Create a per-sample VariantStore zarr from a single-sample VCF.

Parameters:

Name Type Description Default
vcf_path str | Path

Path to annotated VCF (.vcf or .vcf.gz).

required
store_path Path | str

Output .zarr directory.

required
sample str

Sample name.

required
chromsizes str | Path | dict[str, int] | None

Path to .chrom.sizes, dict, or None to infer from VCF ##contig headers.

None
Source code in quantnado/dataset/store_variants.py
@classmethod
def from_vcf(
    cls,
    vcf_path: str | Path,
    store_path: Path | str,
    sample: str,
    chromsizes: str | Path | dict[str, int] | None = None,
    *,
    chunk_len: int | None = None,
    construction_compression: str = DEFAULT_CONSTRUCTION_COMPRESSION,
    overwrite: bool = True,
    filter_chromosomes: bool = True,
    test: bool = False,
    test_chromosomes: list[str] | tuple[str, ...] | None = None,
    log_file: Path | None = None,
) -> "VariantStore":
    """Create a per-sample VariantStore zarr from a single-sample VCF.

    Parameters
    ----------
    vcf_path:
        Path to annotated VCF (.vcf or .vcf.gz).
    store_path:
        Output .zarr directory.
    sample:
        Sample name.
    chromsizes:
        Path to .chrom.sizes, dict, or None to infer from VCF ##contig headers.
    """
    if log_file is not None:
        from quantnado.utils import setup_logging
        setup_logging(Path(log_file), verbose=False)

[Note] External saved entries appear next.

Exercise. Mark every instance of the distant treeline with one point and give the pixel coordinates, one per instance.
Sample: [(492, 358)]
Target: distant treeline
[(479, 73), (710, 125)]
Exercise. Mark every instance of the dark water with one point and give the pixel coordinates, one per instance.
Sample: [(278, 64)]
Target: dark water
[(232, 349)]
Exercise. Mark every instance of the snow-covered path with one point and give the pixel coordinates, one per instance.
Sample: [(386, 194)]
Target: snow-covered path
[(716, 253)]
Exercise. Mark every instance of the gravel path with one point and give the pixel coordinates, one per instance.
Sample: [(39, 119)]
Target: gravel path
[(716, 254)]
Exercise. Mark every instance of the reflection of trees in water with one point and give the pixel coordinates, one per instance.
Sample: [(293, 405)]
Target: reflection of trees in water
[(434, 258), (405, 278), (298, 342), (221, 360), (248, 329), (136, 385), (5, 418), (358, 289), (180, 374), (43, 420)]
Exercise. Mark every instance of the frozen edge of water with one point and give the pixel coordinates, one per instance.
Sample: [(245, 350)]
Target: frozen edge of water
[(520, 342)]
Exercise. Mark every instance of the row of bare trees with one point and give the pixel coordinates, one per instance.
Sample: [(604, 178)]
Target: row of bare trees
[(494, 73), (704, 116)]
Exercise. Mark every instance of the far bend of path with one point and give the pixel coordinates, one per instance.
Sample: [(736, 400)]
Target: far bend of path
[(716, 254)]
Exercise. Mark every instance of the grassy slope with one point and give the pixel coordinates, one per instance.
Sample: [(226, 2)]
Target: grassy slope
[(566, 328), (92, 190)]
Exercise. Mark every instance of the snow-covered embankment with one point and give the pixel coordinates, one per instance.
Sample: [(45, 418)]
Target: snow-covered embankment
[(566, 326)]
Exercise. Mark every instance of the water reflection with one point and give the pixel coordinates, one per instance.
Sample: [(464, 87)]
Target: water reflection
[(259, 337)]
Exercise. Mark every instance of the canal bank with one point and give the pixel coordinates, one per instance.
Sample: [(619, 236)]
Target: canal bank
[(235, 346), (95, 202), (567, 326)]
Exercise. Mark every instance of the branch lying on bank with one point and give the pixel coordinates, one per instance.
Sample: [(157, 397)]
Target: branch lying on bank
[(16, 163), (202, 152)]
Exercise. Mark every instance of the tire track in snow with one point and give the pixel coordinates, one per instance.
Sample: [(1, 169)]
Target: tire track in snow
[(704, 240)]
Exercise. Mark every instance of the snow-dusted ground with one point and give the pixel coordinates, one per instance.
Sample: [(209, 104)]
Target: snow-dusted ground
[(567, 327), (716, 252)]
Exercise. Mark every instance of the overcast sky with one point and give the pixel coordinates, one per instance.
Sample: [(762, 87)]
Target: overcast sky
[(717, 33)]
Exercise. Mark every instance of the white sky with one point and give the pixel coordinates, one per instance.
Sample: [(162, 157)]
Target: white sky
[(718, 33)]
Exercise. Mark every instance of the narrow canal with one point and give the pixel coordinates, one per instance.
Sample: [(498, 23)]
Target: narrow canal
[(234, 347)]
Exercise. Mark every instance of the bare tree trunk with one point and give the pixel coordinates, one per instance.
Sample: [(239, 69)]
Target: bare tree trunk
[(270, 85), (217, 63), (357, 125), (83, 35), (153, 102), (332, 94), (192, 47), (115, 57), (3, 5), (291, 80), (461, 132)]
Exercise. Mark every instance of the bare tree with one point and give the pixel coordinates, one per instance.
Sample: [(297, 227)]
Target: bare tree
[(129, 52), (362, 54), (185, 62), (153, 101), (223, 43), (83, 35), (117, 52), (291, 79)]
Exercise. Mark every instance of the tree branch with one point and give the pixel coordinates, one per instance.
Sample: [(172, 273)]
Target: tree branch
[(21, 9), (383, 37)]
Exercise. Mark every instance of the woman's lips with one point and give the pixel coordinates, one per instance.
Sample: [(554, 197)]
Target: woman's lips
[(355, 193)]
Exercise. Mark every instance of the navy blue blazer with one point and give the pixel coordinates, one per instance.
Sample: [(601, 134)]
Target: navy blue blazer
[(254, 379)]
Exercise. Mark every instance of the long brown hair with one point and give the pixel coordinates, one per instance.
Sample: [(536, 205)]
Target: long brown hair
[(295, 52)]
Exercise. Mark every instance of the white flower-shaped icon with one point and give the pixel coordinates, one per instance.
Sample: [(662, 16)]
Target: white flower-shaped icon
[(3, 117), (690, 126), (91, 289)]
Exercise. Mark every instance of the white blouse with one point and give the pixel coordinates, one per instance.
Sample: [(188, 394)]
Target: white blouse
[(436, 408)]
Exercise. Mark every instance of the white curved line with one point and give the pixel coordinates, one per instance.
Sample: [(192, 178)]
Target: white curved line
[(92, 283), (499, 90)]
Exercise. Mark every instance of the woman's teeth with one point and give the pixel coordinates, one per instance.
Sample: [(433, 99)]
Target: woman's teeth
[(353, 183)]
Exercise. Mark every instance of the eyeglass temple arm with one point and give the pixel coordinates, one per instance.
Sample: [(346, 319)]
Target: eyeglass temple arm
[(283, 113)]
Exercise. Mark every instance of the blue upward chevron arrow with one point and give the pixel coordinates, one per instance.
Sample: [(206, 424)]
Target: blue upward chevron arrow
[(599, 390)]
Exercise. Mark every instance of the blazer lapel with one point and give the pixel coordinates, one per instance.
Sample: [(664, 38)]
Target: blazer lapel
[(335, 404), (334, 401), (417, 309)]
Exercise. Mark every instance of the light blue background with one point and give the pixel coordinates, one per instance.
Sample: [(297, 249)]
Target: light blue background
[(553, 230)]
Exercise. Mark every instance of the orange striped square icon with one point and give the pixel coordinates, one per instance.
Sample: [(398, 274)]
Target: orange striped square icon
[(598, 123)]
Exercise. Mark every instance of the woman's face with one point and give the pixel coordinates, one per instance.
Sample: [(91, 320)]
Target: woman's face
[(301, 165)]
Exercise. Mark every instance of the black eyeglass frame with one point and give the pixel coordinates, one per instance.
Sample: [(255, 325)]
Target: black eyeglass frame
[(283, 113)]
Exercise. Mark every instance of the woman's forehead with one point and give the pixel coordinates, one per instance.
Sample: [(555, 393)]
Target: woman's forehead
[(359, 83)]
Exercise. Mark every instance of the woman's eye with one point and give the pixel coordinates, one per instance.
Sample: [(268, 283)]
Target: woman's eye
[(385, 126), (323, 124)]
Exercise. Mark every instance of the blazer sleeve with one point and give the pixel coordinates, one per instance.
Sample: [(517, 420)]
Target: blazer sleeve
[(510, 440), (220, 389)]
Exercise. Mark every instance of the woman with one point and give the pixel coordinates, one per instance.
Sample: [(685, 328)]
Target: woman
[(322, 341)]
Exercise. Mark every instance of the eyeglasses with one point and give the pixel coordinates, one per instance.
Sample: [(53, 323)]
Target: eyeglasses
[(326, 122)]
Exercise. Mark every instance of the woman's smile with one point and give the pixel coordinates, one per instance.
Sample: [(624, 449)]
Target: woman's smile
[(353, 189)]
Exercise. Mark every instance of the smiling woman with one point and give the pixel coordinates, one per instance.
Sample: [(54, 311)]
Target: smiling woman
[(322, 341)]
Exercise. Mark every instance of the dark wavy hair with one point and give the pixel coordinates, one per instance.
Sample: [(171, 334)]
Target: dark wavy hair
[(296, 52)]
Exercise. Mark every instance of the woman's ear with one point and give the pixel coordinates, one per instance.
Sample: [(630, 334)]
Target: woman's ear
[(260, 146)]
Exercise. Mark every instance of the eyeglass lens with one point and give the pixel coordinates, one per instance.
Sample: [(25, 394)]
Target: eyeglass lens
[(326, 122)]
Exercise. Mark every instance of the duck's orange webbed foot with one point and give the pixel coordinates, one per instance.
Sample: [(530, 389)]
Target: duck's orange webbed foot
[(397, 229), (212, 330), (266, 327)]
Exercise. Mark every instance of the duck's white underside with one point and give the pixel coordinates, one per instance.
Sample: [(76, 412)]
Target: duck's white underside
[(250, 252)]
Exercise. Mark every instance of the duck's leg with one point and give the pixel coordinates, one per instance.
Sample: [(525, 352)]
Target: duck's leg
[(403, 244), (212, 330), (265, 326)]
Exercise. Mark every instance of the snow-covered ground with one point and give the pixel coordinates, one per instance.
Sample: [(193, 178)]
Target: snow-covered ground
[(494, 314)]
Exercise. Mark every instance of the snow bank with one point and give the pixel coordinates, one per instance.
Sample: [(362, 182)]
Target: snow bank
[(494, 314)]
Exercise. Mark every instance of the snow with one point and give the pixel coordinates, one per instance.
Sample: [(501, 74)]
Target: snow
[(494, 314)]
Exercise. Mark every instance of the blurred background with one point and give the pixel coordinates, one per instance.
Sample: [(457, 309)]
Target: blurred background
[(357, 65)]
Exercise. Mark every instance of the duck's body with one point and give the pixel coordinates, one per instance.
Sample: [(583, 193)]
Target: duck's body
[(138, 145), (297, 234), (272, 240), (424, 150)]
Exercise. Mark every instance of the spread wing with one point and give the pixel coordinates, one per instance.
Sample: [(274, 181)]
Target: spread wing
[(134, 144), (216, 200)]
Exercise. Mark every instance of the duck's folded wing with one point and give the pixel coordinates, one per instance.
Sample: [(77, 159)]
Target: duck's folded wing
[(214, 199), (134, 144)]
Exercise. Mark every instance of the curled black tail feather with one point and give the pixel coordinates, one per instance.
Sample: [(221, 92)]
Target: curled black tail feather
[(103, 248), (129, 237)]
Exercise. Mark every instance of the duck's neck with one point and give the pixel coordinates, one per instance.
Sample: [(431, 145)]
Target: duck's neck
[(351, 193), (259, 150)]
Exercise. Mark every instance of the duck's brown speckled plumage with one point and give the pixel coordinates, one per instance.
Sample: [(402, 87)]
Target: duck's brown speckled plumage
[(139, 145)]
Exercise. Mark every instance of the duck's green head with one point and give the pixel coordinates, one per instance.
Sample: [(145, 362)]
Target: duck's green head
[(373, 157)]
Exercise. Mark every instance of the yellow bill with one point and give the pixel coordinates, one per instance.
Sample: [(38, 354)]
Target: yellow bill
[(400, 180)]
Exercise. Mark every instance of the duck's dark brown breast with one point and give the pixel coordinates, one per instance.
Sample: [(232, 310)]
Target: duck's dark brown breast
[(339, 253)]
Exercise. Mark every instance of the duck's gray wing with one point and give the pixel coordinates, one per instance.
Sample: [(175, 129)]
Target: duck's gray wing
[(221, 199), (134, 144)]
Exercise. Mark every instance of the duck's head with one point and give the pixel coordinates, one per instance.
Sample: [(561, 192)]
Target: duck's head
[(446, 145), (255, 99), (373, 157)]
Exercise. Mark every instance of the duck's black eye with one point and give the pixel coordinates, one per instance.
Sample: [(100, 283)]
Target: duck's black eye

    logger.info(f"Reading VCF: {vcf_path}")
    chrom_data, header_chromsizes = _read_vcf(
        vcf_path,
        filter_chromosomes=filter_chromosomes,
        test=test,
        test_chromosomes=test_chromosomes,
    )

    if chromsizes is None:
        if not header_chromsizes:
            raise ValueError(
                "No chromsizes provided and VCF ##contig headers are missing. "
                "Provide chromsizes explicitly."
            )
        chromsizes = header_chromsizes

    chromsizes_dict = _parse_chromsizes(
        chromsizes,
        filter_chromosomes=filter_chromosomes,
        test=test,
        test_chromosomes=test_chromosomes,
    )
    resolved_chunk_len = _resolve_chunk_len(chromsizes_dict, Path(store_path), chunk_len)
    compressors = _resolve_compressors(construction_compression)

    store = cls(
        store_path=store_path,
        sample=sample,
        chromsizes=chromsizes_dict,
        chunk_len=resolved_chunk_len,
        compressors=compressors,
        overwrite=overwrite,
    )

    store._write_variants(chrom_data)
    n_variants = sum(len(d["pos"]) for d in chrom_data.values())
    store._finalise(n_variants)

    return store